Le cumul des vidanges triennales, pratiquées depuis des décennies, ainsi qu’une gestion déplorable des espèces piscicoles du Rhône genevois faite par l’Etat, ont conduit à la disparition de certaines espèces, et à menacer, voir potentiellement menacer, toutes les espèces piscicoles qui peuplaient abondamment le Rhône genevois il y a seulement une à deux décennies.

 

 

 

Par le passé, les vidanges ont été faites de façon brutale, (ouverture simultanée de toutes les vannes) ce qui avait pour conséquences notamment une mortalité « visible » des poissons.

 

Les SIG ont adopté depuis quelques années une nouvelle technique qui consiste à abaisser le niveau des retenues par sur-verse (ouverture des vannes du haut des barrages) afin de tenter de « contrôler » le taux des matières en suspension qui  sont charriées et de tenter de les garder à un niveau acceptable pour la faune piscicole. 

 

Le dessin ci-dessous montre comment les poissons qui n’ont pas « transité » par le haut des barrages sont piégés au fond des retenues.

 

N’importe quel gamin a expérimenté que si l’on a des poissons dans un bocal, les poissons se regroupent au fond du bocal par instinct à l’instant ou l’on commence  à le vider lentement.

 

Si l’on transpose cette image au niveau des retenues des barrages, le résultat sera exactement le même mais à plus grande échelle.

 

 

 

 

 

 

 

 

 

 

 

 

 

 

 

 

 

 

 

 

 

 

 

 

 

 

 

 

 

 

 


Alors pourquoi y-a t’il moins de mortalité visible ?.

 

 

 

 

 

 

 

 

 

 

 

 

 

 

 

 

 

 

 

 

 

 

 

 

 

 

 

 

 

 


Simplement parce que les poissons sont « comprimés et broyés » dans le lit  du fleuve par les boues et les limons qui ont une forte densité et qu’ils sont ensuite expulsés par des chasses lors de l’ouverture des vannes de fonds des barrages.
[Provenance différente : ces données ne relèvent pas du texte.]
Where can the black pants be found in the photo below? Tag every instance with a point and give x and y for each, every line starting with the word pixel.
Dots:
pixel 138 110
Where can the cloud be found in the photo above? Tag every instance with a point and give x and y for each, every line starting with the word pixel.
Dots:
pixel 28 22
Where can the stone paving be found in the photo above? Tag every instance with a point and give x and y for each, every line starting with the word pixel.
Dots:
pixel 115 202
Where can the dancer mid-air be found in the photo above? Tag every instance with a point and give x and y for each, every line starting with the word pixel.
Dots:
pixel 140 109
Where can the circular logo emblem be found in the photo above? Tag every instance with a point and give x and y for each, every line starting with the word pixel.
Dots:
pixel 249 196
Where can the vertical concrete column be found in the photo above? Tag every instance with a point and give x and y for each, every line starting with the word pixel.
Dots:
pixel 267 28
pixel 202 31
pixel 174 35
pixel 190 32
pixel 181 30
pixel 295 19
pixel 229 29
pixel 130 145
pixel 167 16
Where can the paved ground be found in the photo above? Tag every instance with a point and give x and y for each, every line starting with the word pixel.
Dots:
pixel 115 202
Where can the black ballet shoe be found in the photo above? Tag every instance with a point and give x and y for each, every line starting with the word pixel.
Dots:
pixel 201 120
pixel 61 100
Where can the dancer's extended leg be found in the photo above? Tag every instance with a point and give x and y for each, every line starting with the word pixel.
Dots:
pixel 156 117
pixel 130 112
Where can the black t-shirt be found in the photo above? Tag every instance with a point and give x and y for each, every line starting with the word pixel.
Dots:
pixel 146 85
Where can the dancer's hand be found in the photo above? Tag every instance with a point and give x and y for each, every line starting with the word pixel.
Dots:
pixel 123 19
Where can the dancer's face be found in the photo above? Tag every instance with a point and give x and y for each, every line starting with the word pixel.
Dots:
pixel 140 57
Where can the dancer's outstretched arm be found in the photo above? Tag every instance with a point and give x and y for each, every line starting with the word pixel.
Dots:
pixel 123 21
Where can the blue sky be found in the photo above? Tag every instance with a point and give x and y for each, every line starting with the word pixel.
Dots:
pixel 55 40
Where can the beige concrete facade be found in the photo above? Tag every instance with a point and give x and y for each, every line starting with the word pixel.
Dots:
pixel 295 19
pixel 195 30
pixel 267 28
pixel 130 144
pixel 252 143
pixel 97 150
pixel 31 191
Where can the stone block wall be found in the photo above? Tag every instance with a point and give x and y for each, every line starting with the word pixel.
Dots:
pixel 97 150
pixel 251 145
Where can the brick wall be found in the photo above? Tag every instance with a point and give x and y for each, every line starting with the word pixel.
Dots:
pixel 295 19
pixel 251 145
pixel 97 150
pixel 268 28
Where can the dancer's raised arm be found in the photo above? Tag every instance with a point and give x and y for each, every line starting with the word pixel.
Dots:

Ces chasses sont uniques en Europe, voir au monde car il est utilisé pour cela le plus grand bassin de rétention d’Europe, le lac Léman, d’où l’on lâche brutalement un débit d’eau de 620m3/s qui va, tel un décapeur, chasser les limons et nettoyer le lit du fleuve.

 

Dans ces conditions, le milieu et la faune piscicole n’ont aucune chance de s’en sortir indemne !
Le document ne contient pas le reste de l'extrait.